I rode back with one of the campers to Denver to meet Blake. Though all the tears from saying good bye to everyone at the cabin and then the airport was over, I couldn’t help but think about all the other people I’ve said ‘good bye’ to recently. The good news is that most of them have been choices, either on my end or theirs.

In the last four months, I’ve said good bye to three of my closest constants at work, all of which had been there the entire duration of my job. My supervisors last day at work was my last day at camp, which I am happy worked the way we did. Neither of us are criers or ones to get too emotional, but it was really tough the last two weeks.

I said good bye to my grandma. She had been suffering from Alzheimer’s for almost 10 years. It was time, but I was still caught off guard by how hard it was.

Friends moving out of town, getting married, having kids. All different ways I’m saying good bye, not necessarily to them, but to the way of life I had with them.

I’ve recently been thinking of life as a timeline of intense bright flashes from other people colliding with us (Jupiter’s love for astronomy must be rubbing off on me), which is measured by the strength of impact, not necessarily of longevity.
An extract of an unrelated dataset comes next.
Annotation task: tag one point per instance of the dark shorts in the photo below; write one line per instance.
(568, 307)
Eventually the flashes dim out and are replaced by another series of impacts and flashes. It doesn’t matter when or why people leave our lives, it doesn’t affect how long their glow stays with us. I will never forget these parting words from my executive director – appreciate every day you get to spend with people around you. You never know when that will change.

A blog recently surfaced and gained a lot of attention in the cancer community, regarding “dying with dignity.” While everyone else is scanning for celebrity gossip and sports updates, these are the things that fill my newsfeeds. The article details a young female who will use medical resources to end her life Nov. 1. She is using these months as an awareness drive to bring to light her struggles to gain ownership of her remaining time on Earth. She explains, “I’ve discussed with many experts how I would die from it, and it’s a terrible, terrible way to die. Being able to choose to go with dignity is less terrifying.”
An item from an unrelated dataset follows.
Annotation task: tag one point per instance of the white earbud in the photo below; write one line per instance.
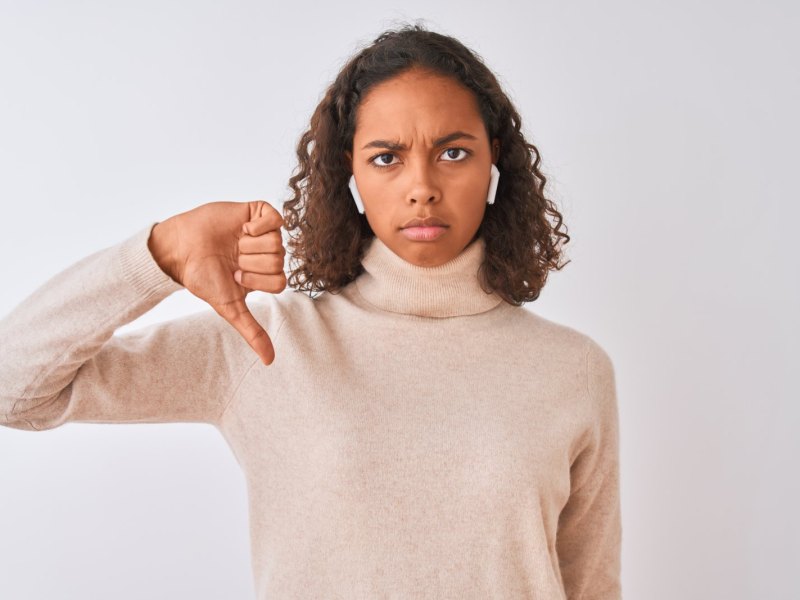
(495, 176)
(493, 185)
(356, 195)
I couldn’t help but think back to a conversation we had the last night at camp. One of the girls, who was diagnosed with the exact same cancer and staging I was, had recurred in her lungs. For those of you new to my situation, that’s basically the end of the line. As she painfully shared, “I wanted to have a career by now, I can’t die while I’m at this job…” She finally put so bluntly her and my worst fears, “I don’t want to drown in my own fluids, and the doctors said that’s what’s going to happen.”

Of everyone in the group, she’s been one of the few to not stay connected. Has her bright flash already dimmed? Did she say her final, “good bye” to us, moving on to her next collision? That was almost three weeks ago, and I’ve already met so many new people… the cycle continues. Never forgotten, but already dimmed.

When I got home from Utah, I unpacked a bookmark I forgot I found on a train. I jotted a quick note, explaining I had found it in my seat in Lincoln, and addressed it to the person whose address was on a sticker on the back of the cloth. Last Thursday, I opened a letter than man wrote me back. He explained that he lost this bookmark, after his book disappeared from his seat when he left to grab a snack. The bookmark belonged to his late father. He, his brother, and his son were traveling across the country together. He concluded, “Never expected such kindness from a total stranger, of course, reaffirming our faith in America and our many unknown neighbors.”

It’s the strength of the collision that determines the brightness of the flash.